Pekerja Pabrik Garmen Ketakutan Saat Hamil, Ini Alasannya

Rep: Zahrotul Oktaviani/ Red: Nur Aini
Konferensi pers launching hasil penelitian Perempuan Mahardhika tentang Tempat Kerja (Pabrik) Belum Menjadi Ruang Aman Bagi Buruh Hamil di Gedung LBH, Jakarta (19/12). Riset dilakukan di dalam KBN Cakung, Jakarta Utara.
Foto: Republika/Zahrotul Oktaviani
Konferensi pers launching hasil penelitian Perempuan Mahardhika tentang Tempat Kerja (Pabrik) Belum Menjadi Ruang Aman Bagi Buruh Hamil di Gedung LBH, Jakarta (19/12). Riset dilakukan di dalam KBN Cakung, Jakarta Utara.

REPUBLIKA.CO.ID, JAKARTA -- Komite Nasional Perempuan Mahardhika menemukan separuh dari pekerja garmen perempuan ketakutan untuk hamil. Hal itu berdasarkan riset tentang kekerasan berbasis gender yang dilakukan di KBN Cakung, Jakarta Utara dari bulan Agustus 2017 selama empat bulan.

Koordinator Program Penelitian Perempuan Mahardhika Vivi Widyawati menyatakan sebanyak 80 persen tenaga kerja industri garmen adalah perempuan. Dari total 773 responden, sebanyak 118 buruh perempuan pernah dan sedang hamil dalam kurun waktu 2015 hingga 2017.

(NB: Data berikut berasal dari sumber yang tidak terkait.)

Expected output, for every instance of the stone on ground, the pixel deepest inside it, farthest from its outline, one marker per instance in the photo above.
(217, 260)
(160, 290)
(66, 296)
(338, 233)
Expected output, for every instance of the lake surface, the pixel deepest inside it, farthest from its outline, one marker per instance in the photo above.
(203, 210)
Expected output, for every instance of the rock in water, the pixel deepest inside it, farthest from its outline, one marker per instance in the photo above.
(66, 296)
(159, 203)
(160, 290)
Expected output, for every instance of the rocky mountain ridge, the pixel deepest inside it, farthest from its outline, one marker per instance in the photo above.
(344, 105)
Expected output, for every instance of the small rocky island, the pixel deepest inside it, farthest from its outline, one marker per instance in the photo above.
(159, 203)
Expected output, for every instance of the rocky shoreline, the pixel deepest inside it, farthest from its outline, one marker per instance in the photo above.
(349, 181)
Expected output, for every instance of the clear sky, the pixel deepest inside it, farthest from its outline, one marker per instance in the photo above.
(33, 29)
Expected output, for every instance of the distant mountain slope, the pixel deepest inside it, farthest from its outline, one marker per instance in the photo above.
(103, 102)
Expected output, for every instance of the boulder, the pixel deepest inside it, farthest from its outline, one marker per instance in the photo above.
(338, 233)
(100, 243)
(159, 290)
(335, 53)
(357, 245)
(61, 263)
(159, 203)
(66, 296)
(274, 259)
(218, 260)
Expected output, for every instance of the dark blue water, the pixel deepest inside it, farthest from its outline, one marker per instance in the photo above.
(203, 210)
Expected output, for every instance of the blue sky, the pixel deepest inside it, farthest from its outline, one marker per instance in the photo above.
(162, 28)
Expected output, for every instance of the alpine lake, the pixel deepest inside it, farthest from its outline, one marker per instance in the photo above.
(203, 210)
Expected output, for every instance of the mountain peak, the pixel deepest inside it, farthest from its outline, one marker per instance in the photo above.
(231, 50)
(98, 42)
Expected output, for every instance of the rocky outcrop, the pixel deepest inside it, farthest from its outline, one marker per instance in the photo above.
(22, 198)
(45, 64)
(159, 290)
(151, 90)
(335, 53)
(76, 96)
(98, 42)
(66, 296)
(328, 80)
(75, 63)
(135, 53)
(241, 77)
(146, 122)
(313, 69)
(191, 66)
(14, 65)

"Penelitian ini melibatkan 118 buruh garmen perempuan dengan spesifikasi 25 orang sedang hamil, 13 diantaranya berstatus kerja kontrak, dan 93 orang sisanya pernah hamil di tahun 2015 hingga 2017 di KBN Cakung," ujar Vivi di Gedung LBH, Jalan Pangeran Diponegoro, Menteng, Jakarta, Selasa (19/12).

Dari 118 responden tersebut sebanyak 50 persen atau 59 koresponden menyatakan kecemasannya atau rasa takutnya ketika mereka sadar sedang dalam kondisi hamil. Jumlah koresponden yang sama mereka menyatakan takut akan keguguran. Ada tiga hal yang menjadi penyebab tempat kerja atau pabrik belum bisa dikatakan aman bagi buruh wanita yang sedang hamil, di antaranya takut penghasilan berkurang, takut kehilangan pekerjaan, dan takut akan keguguran.